10.3892/etm.2013.1290

etm-06-05-1237

Articles

Correlation between serum cathepsin S and insulin resistance in type 2 diabetes

CHEN

RUO-PING

REN

SHAN-DONG

Department of Endocrinology, Anhui Provincial Hospital Affiliated to Anhui Medical University, Hefei, Anhui 230001, P.R. China

Correspondence to: Professor An Ren, Department of Endocrinology, Anhui Provincial Hospital affiliated to Anhui Medical University, No 17 Lujiang Road, Hefei, Anhui 230001, P.R. China, E-mail: anrencn@163.com

11 2013

09 09 2013

6 5 1237 1242 09 04 2013 19 08 2013

2013

This is an open-access article licensed under a Creative Commons Attribution-NonCommercial 3.0 Unported License. The article may be redistributed, reproduced, and reused for non-commercial purposes, provided the original source is properly cited.

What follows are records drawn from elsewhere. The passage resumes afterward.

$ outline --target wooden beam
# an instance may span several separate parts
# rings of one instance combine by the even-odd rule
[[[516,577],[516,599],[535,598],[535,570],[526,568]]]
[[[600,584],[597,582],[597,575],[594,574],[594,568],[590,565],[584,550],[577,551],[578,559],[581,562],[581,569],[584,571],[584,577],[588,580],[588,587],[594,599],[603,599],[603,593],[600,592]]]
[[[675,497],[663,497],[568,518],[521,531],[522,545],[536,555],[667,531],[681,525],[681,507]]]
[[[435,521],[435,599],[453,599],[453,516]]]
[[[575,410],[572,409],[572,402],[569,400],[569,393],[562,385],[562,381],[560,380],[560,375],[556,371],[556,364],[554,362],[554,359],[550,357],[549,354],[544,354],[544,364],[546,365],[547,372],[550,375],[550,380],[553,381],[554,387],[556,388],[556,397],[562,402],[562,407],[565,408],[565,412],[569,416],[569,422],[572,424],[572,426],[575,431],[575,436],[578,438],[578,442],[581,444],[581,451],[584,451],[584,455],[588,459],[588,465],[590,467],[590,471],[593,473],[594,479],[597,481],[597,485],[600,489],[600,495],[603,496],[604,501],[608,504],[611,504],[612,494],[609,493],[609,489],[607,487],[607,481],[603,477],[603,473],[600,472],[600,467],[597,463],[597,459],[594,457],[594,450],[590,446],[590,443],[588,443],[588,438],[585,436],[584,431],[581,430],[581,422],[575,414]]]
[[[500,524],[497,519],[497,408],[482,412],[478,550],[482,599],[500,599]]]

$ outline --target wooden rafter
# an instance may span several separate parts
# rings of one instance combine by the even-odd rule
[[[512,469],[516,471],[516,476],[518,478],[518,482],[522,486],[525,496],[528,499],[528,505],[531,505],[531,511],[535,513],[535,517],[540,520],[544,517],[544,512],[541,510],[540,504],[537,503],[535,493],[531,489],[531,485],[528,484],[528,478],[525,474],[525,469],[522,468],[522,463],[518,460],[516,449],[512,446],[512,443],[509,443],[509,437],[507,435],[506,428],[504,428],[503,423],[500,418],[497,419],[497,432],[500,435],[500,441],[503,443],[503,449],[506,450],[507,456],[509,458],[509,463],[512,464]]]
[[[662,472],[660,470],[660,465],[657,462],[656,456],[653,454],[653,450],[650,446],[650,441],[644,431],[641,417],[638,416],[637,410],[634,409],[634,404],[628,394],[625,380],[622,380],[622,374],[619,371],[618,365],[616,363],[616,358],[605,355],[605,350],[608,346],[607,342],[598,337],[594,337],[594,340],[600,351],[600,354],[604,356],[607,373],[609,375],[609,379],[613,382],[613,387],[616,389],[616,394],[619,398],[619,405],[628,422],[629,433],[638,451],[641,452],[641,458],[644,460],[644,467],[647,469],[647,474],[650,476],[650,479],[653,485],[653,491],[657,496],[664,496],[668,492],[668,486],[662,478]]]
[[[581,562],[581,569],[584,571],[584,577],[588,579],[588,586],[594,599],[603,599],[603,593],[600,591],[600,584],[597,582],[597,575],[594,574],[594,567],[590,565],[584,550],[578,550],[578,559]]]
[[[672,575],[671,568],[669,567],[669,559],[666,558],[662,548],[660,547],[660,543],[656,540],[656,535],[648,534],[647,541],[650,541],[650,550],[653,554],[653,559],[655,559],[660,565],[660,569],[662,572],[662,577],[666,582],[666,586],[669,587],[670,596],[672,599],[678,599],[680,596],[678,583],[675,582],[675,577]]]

Cathepsin S (CatS), a proteolytic enzyme, which belongs to the cysteine proteinase family, is associated with atherosclerosis, coronary heart disease, cancer and other diseases. The present study aimed to explore the correlation between serum CatS and insulin resistance (IR) in patients with type 2 diabetes. A total of 51 patients with type 2 diabetes (Group DM) were recruited for this study and 49 healthy individuals were selected as normal controls (Group NC). Blood pressure and body mass index (BMI) were recorded, and serum creatinine, CatS, glycosylated hemoglobin (HbA1c), lipid and insulin levels, and fasting plasma glucose (FPG) levels were measured in all the participants. The homeostatic model assessment index of IR (HOMA-IR) was calculated according to FPG and serum insulin levels. Serum CatS, very low density lipoprotein (VLDL) and triglyceride (TG) levels in Group DM were significantly higher compared with those in Group NC (P=0.000, 0.014 and 0.020, respectively). Significantly positive correlations were identified between CatS levels and VLDL and TG levels, respectively (P<0.05 for both); however, no significant correlations were determined between CatS levels and age, course of disease, blood pressure, cholesterol, BMI, FPG, HbAc1 and HOMA-IR (P>0.05). Further stratification analysis showed that CatS had no association with IR at different HOMA-IR and HbA1c levels. The present study demonstrated that serum CatS, which was significantly increased in patients with type 2 diabetes, had no correlation with IR. This indicates that CatS and IR are independent of each other; however, the precise mechanisms require further investigation.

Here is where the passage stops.